The following slide highlights the improvements compared to traditional HPC architectural elements (GPU/CPU).

The x axis is size of the biological system, the simulation speed is on the y axis (microseconds per day). As expected, the curves show what we see elsewhere: as you go up in system size performance goes down (simulating more interactions).

Anton 3 had some of the largest jumps architecturally, including refactoring the ASIC layout to minimize increasingly expensive cross-chip communication by moving to a tile-based architecture that combines sub-tiles for both the “hardwired” particle interaction pipelines and also programmable and more flexible processing units.

Designers also added specialized “bond calculators” or modules that sped up some of the slower parts of working with different bonded atoms and the interactions they propagate. “We could save area, energy, and get speed with this chunk of hardware to take the load off other parts of the chip,” Shaw explains.
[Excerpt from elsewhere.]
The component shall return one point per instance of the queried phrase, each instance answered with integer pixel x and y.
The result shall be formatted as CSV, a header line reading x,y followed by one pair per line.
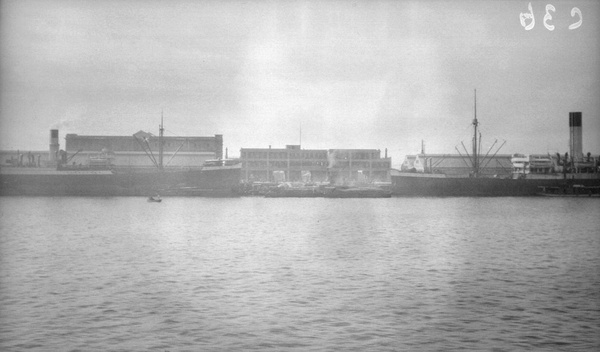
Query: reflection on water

The team also worked on some novel data compression techniques but ultimately, communication proved the bottleneck. “We learned about our calculations and looked in detail at the underlying physics to find redundancies and opportunities but we have the luxury of looking at just one application.”

“Historically, it’s been hard to have special purpose machines compete with general purpose supercomputers. It was great that Anton got 100X for this application—exciting to us. But the part that relates most to our long-term goal was more to do with the underlying science, learning about molecular systems and curing people. That’s what we wanted to do.”